Impact of weather events in the US
Synopsis
Using the U.S. National Oceanic and Atmospheric Administration’s (NOAA) storm database I explore which weather events are most harmful to population health and economy in the US.
Regarding the population health, the most frequent events are usually the most harmful ones such as tornadoes, floods, thunderstorm winds, hurricanes and lightnings. An exception is the excessive heat event which is the 20th most frequent, but the deadliest with 88 deaths per year on average during the 2000-2011 period. Regarding the economy, the most frequent events are not necessarily the most harmful. The first four most harmful economically events are hydro-meteorological events such as floods, hail, storms, hurricanes. During 2000-2011 damage done to property was 14 times greater than the damage done to crops.Below is a detailed analysis.
Data processing
I start with downloading the data, unzipping it, and reading it in.

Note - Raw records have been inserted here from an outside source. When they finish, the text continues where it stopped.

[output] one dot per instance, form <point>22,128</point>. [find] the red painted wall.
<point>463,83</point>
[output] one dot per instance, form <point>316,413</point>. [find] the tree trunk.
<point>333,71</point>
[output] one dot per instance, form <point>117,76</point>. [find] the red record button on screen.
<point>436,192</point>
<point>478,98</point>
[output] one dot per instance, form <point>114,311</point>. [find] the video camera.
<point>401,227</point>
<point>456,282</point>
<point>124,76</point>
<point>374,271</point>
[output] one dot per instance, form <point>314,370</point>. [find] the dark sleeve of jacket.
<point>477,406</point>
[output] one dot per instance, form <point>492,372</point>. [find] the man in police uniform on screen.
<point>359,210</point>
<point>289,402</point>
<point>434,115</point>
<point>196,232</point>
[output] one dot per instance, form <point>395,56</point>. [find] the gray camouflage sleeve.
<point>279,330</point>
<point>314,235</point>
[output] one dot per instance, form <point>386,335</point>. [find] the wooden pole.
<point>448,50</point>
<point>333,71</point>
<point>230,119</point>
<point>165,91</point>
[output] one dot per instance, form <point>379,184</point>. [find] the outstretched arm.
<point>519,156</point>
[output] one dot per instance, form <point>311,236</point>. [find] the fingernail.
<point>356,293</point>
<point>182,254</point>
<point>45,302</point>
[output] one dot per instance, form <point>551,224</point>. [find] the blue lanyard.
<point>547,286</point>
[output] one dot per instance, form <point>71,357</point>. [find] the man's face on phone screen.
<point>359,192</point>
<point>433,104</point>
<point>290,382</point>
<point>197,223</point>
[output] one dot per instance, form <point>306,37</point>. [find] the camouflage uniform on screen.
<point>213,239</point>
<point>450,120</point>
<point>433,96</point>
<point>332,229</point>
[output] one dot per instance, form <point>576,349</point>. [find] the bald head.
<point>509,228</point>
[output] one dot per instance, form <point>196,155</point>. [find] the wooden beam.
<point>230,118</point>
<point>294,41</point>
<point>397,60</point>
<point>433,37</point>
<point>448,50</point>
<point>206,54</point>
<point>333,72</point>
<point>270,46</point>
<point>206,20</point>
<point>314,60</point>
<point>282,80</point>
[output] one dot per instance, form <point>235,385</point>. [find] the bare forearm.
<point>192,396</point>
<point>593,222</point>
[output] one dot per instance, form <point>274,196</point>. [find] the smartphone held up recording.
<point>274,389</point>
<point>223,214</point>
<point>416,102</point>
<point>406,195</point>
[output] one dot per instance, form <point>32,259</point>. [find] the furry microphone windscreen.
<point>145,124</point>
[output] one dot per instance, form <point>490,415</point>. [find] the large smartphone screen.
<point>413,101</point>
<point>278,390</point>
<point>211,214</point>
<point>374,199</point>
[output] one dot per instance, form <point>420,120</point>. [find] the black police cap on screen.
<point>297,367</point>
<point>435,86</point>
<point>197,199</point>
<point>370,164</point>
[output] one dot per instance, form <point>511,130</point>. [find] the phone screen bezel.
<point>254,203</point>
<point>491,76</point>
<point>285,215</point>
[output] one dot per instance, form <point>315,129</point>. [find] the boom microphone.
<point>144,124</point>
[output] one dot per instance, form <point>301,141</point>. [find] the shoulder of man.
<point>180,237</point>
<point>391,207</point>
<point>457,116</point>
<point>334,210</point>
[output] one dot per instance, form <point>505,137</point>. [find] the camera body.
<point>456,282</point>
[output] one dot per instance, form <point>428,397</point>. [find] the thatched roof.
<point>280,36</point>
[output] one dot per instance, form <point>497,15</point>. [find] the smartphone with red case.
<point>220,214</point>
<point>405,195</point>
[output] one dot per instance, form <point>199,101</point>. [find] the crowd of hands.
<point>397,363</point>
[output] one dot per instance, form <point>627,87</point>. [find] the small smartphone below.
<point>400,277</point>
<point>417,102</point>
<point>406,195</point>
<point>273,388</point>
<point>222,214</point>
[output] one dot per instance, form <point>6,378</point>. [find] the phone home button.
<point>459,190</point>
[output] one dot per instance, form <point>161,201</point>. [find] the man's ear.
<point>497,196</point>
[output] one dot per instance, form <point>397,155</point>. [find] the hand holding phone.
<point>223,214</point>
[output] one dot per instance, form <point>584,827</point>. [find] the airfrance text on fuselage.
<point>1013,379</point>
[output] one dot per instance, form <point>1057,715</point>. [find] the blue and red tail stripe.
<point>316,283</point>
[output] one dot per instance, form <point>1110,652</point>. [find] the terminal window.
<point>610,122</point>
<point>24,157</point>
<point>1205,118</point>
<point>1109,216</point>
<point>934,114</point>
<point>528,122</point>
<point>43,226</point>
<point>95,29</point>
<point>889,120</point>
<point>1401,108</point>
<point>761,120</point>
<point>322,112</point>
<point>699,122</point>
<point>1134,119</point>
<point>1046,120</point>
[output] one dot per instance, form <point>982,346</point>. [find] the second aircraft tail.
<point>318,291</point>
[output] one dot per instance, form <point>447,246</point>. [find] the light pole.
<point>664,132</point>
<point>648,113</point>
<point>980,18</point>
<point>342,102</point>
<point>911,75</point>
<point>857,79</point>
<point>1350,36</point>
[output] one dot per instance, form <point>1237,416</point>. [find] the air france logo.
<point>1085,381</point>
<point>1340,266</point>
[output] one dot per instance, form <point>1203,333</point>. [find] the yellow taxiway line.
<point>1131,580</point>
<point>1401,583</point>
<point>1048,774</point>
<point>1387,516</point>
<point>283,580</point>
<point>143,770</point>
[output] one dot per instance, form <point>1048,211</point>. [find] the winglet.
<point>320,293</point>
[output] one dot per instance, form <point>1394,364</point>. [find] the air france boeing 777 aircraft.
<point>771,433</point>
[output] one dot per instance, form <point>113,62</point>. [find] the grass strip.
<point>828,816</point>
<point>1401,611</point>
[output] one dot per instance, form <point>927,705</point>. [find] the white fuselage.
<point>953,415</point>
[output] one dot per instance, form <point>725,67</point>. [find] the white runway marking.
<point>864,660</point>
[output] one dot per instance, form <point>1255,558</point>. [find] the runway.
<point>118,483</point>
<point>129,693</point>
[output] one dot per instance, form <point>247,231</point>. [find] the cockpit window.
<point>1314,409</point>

if(!file.exists("data.csv")) {
if(!file.exists("data.bz2")){
#Download
url<-"https://d396qusza40orc.cloudfront.net/repdata%2Fdata%2FStormData.csv.bz2"
download.file(url,"data.bz2",method="curl")
}
# Unzip
zz <- readLines(gzfile("data.bz2"))
zz <- iconv(zz, "latin1", "ASCII", sub="")
writeLines(zz, "data.csv")
rm(zz)
}
## Read data in
data<-read.csv("data.csv", sep=",", quote = "\"", header=TRUE)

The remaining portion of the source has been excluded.